何謂稱職?曰:土地辟,田野治,樹木蕃,溝洫修,城郭固,倉廩實,學校興,盜賊屏,戎器完,而其大者則人民樂業而已。夫養民者,如人家之畜五牸然:司馬牛者一人,司芻豆者復一人,又使紀綱之僕監之,升斗之計必聞之於其主人,而馬牛之瘠也日甚。吾則不然。擇一圉人之勤幹者,委之以馬牛,給之以牧地,使其所出常浮於所養,而視其肥息者賞之,否則撻之。然則其為主人者,必烏氏也,必橋姚也。故天下之患,一圉人之足辦,而為是紛紛者也。不信其圉人,而用其監僕,甚者並監僕又不信焉,而主人之耳目亂矣。於是愛馬牛之心,常不勝其吝芻粟之計,而畜產耗矣。故馬以一圉人而肥,民以一令而樂。
或曰:無監司,令不已重乎?子弟代,無乃專乎?千里以內之人,不私其親故乎?夫吏職之所以多為親故撓者,以其遠也。使並處一城之內,則雖欲撓之而有不可者。自漢以來,守鄉郡者多矣。曲阜之令鮮以貪酷敗者,非孔氏之子獨賢,其勢然也。若以子弟得代而慮其專,蕞爾之縣,其能稱兵以叛乎?上有太守,不能舉旁縣之兵以討之乎?太守欲反,其五六縣者肯舍其可傳子弟之官而從亂乎?不見播州之楊傳八百年,而以叛受戮乎?若曰:無監司不可為治,南畿十四府四州何以自達於六部乎?且今之州縣,官無定守,民無定奉,是以常有盜賊戎翟之禍,至一州則一州破,至一縣則一縣殘,不此之圖,而慮令長之擅,此之謂不知類也。

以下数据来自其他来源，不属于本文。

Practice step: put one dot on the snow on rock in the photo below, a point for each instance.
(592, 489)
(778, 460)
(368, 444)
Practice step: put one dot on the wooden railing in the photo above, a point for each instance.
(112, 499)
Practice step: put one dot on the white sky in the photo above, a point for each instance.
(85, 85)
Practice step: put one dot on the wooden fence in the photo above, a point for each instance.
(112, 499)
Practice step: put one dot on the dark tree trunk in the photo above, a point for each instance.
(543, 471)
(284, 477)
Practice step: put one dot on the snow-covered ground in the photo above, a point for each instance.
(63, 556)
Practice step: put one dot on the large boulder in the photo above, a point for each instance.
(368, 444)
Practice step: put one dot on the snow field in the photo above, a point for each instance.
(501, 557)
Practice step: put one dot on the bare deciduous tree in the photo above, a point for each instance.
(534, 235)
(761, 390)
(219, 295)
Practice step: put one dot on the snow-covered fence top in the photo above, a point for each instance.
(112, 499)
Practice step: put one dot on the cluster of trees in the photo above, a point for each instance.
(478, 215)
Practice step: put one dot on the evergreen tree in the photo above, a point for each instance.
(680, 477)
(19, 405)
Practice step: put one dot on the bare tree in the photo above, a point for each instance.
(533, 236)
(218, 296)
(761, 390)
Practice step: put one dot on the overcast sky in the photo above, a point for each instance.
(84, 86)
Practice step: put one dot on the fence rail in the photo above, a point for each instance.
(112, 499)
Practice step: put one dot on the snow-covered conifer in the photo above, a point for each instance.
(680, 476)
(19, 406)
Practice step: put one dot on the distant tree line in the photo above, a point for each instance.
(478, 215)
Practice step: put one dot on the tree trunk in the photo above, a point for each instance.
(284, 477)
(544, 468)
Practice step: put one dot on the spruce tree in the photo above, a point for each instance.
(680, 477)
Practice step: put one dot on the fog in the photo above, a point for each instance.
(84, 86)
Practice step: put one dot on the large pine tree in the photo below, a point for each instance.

天下之人各懷其家,各私其子,其常情也。為天子為百姓之心,心不如其自為,此在三代以上已然矣。聖人者因而用之,用天下之私,以成一人之公而天下治。夫使縣令得私其百里之地,則縣之人民皆其子姓,縣之土地皆其田疇,縣之城郭皆其藩垣,縣之倉廩皆其囷窌。為子姓,則必愛之而勿傷;為田疇,則必治之而勿棄;為藩垣囷窌,則必繕之而勿損。自令言之,私也,自天子言之,所求乎治天下者。如是焉止矣。一旦有不虞之變,必不如劉淵、石勒、王仙芝、黃巢之輩,橫行千里,如入無人之境也。於是有效死勿去之守,於是有合從締交之拒,非為天子也,為其私也。為其私,所以為天子也。故天下之私,天子之公也。公則說,信則人任焉。此三代之治可以庶幾,而況乎漢唐之盛,不難致也。
今天下之患,莫大乎貧。用吾之說,則五年而小康,十年而大富。且以馬言之:天下驛遞往來,以及州縣上計京師,白事司府,迎候上官,遞送文書,及庶人在官所用之馬,一歲無慮百萬匹,其行無慮萬萬里。今則十減六七,而西北之馬騾不可勝用矣。以文冊言之:一事必報數衙門,往復駁勘必數次,以及迎候、生辰、拜賀之用,其紙料之費率諸民者,歲不下巨萬。今則十減七八,而東南之竹箭不可勝用矣。他物之稱是者,不可悉數。且使為令者得以省耕斂,教樹畜,而田功之獲,果蓏之收,六畜之孳,材木之茂,五年之中必當倍益。從是而山澤之利亦可開也。夫采礦之役,自元以前,歲以為常,先朝所以閉之而不發者,以其召亂也。譬之有窖金焉,發於五達之衢,則市人聚而爭之;發於堂室之內,則唯主人有之,門外者不得而爭也。今有礦焉,天子開之,是發金於五達之衢也;縣令開之,是發金於堂室之內也。利盡山澤而不取諸民,故曰此富國之策也。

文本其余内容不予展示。